![]() ![]() ![]() ![]() |
| |||||
| |||||
|
![]() |
![]() |
Like all local search techniques, back-propagation may converge to a local minimum of the error rather than the global optimum. This is a fundamental characteristic of local search methods, not a defect of the implementation.
Random Restarts One of the simplest ways to deal with local minima is to train many different networks with different initial weights. Training times can be long, so it may be useful to train a number of networks for a small number of iterations and then choose a fraction of the best for more extensive training. Although there are no guarantees, this tends to weed out bad starting points, favoring those already close to good solutions. Because many of the initial networks may converge toward equivalent solutions, a clustering procedure may be useful to choose a nonredundant subset.

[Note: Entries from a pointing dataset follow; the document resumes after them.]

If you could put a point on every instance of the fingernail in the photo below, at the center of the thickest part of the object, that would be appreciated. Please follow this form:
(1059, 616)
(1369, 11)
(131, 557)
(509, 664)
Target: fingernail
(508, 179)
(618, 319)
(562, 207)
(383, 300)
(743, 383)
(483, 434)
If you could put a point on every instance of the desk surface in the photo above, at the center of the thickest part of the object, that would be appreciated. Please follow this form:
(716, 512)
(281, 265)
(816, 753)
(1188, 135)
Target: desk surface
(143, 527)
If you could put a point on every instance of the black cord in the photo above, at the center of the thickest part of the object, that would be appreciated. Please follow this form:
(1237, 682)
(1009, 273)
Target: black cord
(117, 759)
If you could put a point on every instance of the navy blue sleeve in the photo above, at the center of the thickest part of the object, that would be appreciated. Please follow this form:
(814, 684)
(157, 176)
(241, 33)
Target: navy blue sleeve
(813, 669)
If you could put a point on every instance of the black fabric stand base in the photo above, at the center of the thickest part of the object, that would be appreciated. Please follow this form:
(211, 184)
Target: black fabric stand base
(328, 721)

If training is viewed as a dynamic process, each minimum (local or global) can be considered an attractor with a basin of attraction consisting of all the starting points that converge to it during training. With gradient descent, an initial weight vector will basically "roll downhill" until it reaches a minima; the minimum is the attractor and all points that flow into it form the basin of attraction. In figure 8.6, the dotted line separates basins of attraction of the local and global minima. Because the probability that a randomly selected starting point converges to a particular minimum is equal to the probability that it starts in its basin of attraction, the success of the random restart approach will depend on the relative sizes of the basins of attraction.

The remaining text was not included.